Dans Iter, les poussières produites à partir de l'érosion du tungstène (élément lourd utilisé comme matériau face au plasma) poseront des problèmes. Pendant les expériences, ces poussières pourront être mobilisées et transportées dans le cœur du plasma, devenant une source de pollution pouvant dégrader les performances du plasma et potentiellement entraîner son extinction. Elles représenteront également un enjeu de sûreté en cas de relâchement accidentel dans l'environnement, car elles seront potentiellement chargées en tritium radioactif, l'un des combustibles de la réaction de fusion nucléaire.
Il est donc essentiel d'appréhender au mieux les phénomènes générant ces poussières dans des conditions proches de celles d'Iter. C'est pourquoi le CEA, en collaboration avec le CNRS et l'IRSN, étudie leur comportement physique et chimique, notamment en développant des systèmes de mesure et de récupération de ces débris dans l'enceinte à vide. Bien qu'une grande partie des recherches se déroule en laboratoire et via des codes numériques, le tokamak West opéré par le CEA-IRFM s'avère un outil indispensable pour se rapprocher des interactions multiples et complexes en machine. Comme dans Iter, ses composants face au plasma dont le divertor sont en tungstène.

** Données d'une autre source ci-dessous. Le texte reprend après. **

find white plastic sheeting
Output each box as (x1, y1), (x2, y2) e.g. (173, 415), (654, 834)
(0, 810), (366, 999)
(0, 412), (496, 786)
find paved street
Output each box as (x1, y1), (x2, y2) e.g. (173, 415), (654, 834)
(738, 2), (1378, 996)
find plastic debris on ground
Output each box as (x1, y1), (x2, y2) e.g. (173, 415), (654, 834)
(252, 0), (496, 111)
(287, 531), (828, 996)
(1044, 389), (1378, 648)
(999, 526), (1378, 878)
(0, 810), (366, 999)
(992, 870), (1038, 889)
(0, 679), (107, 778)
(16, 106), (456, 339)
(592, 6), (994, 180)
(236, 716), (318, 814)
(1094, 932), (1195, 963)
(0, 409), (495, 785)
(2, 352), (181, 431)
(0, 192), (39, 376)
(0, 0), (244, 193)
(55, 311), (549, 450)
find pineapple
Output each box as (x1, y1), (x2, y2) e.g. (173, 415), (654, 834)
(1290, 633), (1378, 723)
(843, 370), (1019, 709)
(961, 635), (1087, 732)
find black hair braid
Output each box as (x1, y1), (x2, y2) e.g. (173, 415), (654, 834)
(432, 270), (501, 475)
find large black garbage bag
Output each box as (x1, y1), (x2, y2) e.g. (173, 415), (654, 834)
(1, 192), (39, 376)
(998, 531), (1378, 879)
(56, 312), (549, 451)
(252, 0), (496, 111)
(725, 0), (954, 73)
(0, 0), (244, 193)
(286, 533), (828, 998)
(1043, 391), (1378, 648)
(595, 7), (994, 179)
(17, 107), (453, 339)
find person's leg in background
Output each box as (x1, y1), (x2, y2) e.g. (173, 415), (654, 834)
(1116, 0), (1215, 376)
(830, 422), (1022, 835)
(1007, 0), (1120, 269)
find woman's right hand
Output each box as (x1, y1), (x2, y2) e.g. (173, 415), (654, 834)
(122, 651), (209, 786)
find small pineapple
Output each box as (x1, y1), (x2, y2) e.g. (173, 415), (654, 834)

Deux populations de poussières résultant des interactions matériaux-plasmas
En parallèle de la collecte et de la caractérisation des poussières formées lors des campagnes à chaque arrêt de West, l'IRFM étudie l'évolution de la surface des matériaux de la première paroi pour donner un éclairage complémentaire des impacts liés à certaines poussières.
« Ici, ce qui a dû être une particule métallique arrachée du divertor, fondue puis entraînée par les champs magnétiques, est venue s'écraser à la surface d'un échantillon que nous avions déposé sur la paroi interne de l'enceinte à vide, formant un minuscule cratère en forme de corolle », explique la chercheuse Élodie Bernard en présentant le type de clichés que les chercheurs obtiennent et qui lui a valu le premier prix d'un concours.
Au-delà de l'esthétisme, les résultats sont surprenants, révélant la présence de deux populations de poussières. La première est dominée par des particules de taille variant de quelques microns à quelques dizaines de microns dont le contenu est généralement à base de tungstène, mais aussi de bore, de carbone et d'oxygène. Elles proviennent de la délamination des revêtements de tungstène, d'émission de gouttelettes de matériaux fondus suite à des charges thermiques intenses ou de la formation de particules de poussière dues à l'érosion des matériaux par le plasma.
De surprenantes nanoparticules de tungstène
La deuxième population de poussières est en effet surprenante puisqu'il s'agit de nanoparticules de tungstène trouvées à la surface de particules de quelques microns. Elles peuvent résulter soit de la condensation d'une vapeur sursaturée au-dessus du tungstène fondu, soit d'amas neutres en ions se développant dans des régions de plasma à basse température jusqu'à l'apparition de particules solides.
Ce travail de caractérisation va se poursuivre pendant la phase 2 des campagnes expérimentales sur West car le divertor a subi des modifications. Il intègre désormais des composants en tungstène massif de technologie Iter et il sera important d'étudier l'impact de ce changement sur la production et le comportement des poussières.